Re: [PATCH 5/6] seccomp: add a way to attach a filter via eBPF fd
From: Tycho Andersen
Date: Tue Sep 08 2015 - 09:40:54 EST
On Sat, Sep 05, 2015 at 09:13:02AM +0200, Michael Kerrisk (man-pages) wrote:
> On 09/04/2015 10:41 PM, Kees Cook wrote:
> > On Fri, Sep 4, 2015 at 9:04 AM, Tycho Andersen
> > <tycho.andersen@xxxxxxxxxxxxx> wrote:
> >> This is the final bit needed to support seccomp filters created via the bpf
> >> syscall.
>
> Hmm. Thanks Kees, for CCinf linux-api@. That really should have been done at
> the outset.
Apologies, I'll cc the list on future versions.
> Tycho, where's the man-pages patch describing this new kernel-userspace
> API feature? :-)
Once we get the API finalized I'm happy to write it.
> >> One concern with this patch is exactly what the interface should look like
> >> for users, since seccomp()'s second argument is a pointer, we could ask
> >> people to pass a pointer to the fd, but implies we might write to it which
> >> seems impolite. Right now we cast the pointer (and force the user to cast
> >> it), which generates ugly warnings. I'm not sure what the right answer is
> >> here.
> >>
> >> Signed-off-by: Tycho Andersen <tycho.andersen@xxxxxxxxxxxxx>
> >> CC: Kees Cook <keescook@xxxxxxxxxxxx>
> >> CC: Will Drewry <wad@xxxxxxxxxxxx>
> >> CC: Oleg Nesterov <oleg@xxxxxxxxxx>
> >> CC: Andy Lutomirski <luto@xxxxxxxxxxxxxx>
> >> CC: Pavel Emelyanov <xemul@xxxxxxxxxxxxx>
> >> CC: Serge E. Hallyn <serge.hallyn@xxxxxxxxxx>
> >> CC: Alexei Starovoitov <ast@xxxxxxxxxx>
> >> CC: Daniel Borkmann <daniel@xxxxxxxxxxxxx>
> >> ---
> >> include/linux/seccomp.h | 3 +-
> >> include/uapi/linux/seccomp.h | 1 +
> >> kernel/seccomp.c | 70 ++++++++++++++++++++++++++++++++++++--------
> >> 3 files changed, 61 insertions(+), 13 deletions(-)
> >>
> >> diff --git a/include/linux/seccomp.h b/include/linux/seccomp.h
> >> index d1a86ed..a725dd5 100644
> >> --- a/include/linux/seccomp.h
> >> +++ b/include/linux/seccomp.h
> >> @@ -3,7 +3,8 @@
> >>
> >> #include <uapi/linux/seccomp.h>
> >>
> >> -#define SECCOMP_FILTER_FLAG_MASK (SECCOMP_FILTER_FLAG_TSYNC)
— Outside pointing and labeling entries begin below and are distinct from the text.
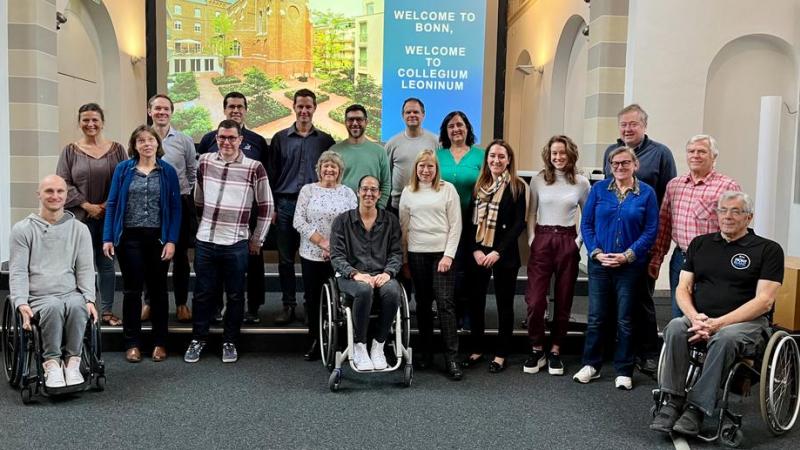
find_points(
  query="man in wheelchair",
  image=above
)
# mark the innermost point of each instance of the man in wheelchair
(727, 288)
(366, 255)
(51, 276)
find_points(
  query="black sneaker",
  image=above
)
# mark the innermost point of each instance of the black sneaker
(535, 361)
(251, 318)
(193, 352)
(554, 364)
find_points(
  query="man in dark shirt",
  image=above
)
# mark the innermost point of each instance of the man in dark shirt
(366, 254)
(656, 168)
(727, 287)
(292, 160)
(255, 147)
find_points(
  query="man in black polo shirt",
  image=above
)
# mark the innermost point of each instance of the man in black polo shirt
(727, 287)
(255, 147)
(292, 161)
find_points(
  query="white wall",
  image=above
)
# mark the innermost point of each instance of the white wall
(671, 51)
(530, 103)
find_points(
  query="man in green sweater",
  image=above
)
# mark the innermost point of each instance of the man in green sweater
(361, 156)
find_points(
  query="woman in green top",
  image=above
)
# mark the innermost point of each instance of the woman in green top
(460, 164)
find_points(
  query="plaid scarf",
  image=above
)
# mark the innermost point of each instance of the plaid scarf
(486, 206)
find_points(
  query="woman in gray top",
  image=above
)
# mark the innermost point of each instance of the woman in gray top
(87, 166)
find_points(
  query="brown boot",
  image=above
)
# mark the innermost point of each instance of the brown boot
(184, 314)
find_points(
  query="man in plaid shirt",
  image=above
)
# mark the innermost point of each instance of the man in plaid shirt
(228, 183)
(689, 208)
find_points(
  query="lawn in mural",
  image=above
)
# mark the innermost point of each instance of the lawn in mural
(268, 49)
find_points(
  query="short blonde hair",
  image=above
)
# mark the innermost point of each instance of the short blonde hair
(333, 157)
(425, 155)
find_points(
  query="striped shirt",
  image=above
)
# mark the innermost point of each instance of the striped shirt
(689, 210)
(224, 195)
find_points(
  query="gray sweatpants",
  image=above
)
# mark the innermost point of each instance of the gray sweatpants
(61, 319)
(723, 349)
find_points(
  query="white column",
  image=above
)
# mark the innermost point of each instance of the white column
(769, 136)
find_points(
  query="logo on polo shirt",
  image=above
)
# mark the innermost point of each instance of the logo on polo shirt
(740, 261)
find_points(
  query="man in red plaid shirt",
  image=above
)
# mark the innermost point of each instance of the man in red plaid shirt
(689, 208)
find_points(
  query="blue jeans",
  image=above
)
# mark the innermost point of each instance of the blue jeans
(675, 266)
(288, 242)
(610, 289)
(106, 275)
(216, 266)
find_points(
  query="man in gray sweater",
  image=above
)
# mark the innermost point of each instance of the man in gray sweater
(51, 273)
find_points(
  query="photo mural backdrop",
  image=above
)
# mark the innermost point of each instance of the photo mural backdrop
(372, 52)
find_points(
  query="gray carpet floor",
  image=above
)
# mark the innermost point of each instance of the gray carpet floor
(277, 400)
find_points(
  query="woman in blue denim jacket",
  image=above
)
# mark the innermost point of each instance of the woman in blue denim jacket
(620, 222)
(143, 218)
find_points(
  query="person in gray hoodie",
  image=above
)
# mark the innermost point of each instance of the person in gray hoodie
(51, 273)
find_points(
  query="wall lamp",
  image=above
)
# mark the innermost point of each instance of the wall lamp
(528, 69)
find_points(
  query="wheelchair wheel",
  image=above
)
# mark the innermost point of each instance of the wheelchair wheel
(328, 330)
(14, 348)
(780, 383)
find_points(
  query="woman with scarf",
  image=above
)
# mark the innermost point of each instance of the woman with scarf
(498, 218)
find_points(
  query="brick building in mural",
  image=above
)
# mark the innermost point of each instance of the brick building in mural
(272, 35)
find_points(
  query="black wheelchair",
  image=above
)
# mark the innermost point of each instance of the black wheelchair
(22, 357)
(336, 335)
(776, 368)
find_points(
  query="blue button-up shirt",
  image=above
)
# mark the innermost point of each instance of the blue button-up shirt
(611, 225)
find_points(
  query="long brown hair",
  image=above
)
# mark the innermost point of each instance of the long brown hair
(549, 170)
(485, 179)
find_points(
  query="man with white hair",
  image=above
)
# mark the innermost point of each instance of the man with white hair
(727, 289)
(689, 208)
(51, 274)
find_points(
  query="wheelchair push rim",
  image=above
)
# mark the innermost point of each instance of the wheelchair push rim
(780, 383)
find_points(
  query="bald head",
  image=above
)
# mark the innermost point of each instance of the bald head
(52, 194)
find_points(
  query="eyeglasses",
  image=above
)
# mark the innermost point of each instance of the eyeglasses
(735, 212)
(626, 163)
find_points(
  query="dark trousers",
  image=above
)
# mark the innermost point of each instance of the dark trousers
(611, 289)
(219, 266)
(645, 328)
(180, 262)
(553, 253)
(505, 279)
(315, 274)
(288, 242)
(431, 284)
(139, 254)
(390, 295)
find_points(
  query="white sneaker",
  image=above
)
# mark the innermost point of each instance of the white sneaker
(53, 374)
(72, 371)
(377, 356)
(624, 383)
(361, 358)
(586, 374)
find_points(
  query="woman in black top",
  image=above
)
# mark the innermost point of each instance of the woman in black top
(498, 218)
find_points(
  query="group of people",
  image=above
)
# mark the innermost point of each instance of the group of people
(434, 212)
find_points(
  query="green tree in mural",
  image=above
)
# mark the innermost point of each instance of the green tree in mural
(194, 121)
(330, 34)
(222, 42)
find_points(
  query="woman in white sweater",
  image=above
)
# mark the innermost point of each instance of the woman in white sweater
(430, 217)
(317, 205)
(556, 194)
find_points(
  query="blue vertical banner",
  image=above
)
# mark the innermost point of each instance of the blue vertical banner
(433, 50)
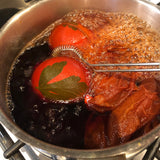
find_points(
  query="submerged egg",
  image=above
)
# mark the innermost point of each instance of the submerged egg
(60, 78)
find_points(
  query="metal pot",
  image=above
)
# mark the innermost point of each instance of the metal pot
(31, 21)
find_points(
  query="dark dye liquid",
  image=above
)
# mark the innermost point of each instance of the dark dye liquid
(59, 124)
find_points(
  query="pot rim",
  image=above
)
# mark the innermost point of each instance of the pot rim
(140, 142)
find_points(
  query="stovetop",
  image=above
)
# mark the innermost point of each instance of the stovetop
(7, 11)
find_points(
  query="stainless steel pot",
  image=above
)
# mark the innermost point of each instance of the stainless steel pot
(31, 21)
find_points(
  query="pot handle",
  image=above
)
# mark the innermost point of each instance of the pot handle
(118, 157)
(11, 149)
> >> +#define SECCOMP_FILTER_FLAG_MASK (\
> >> + SECCOMP_FILTER_FLAG_TSYNC | SECCOMP_FILTER_FLAG_EBPF)
> >>
> >> #ifdef CONFIG_SECCOMP
> >>
> >> diff --git a/include/uapi/linux/seccomp.h b/include/uapi/linux/seccomp.h
> >> index 0f238a4..c29a423 100644
> >> --- a/include/uapi/linux/seccomp.h
> >> +++ b/include/uapi/linux/seccomp.h
> >> @@ -16,6 +16,7 @@
> >>
> >> /* Valid flags for SECCOMP_SET_MODE_FILTER */
> >> #define SECCOMP_FILTER_FLAG_TSYNC 1
> >> +#define SECCOMP_FILTER_FLAG_EBPF (1 << 1)
> >>
> >> /*
> >> * All BPF programs must return a 32-bit value.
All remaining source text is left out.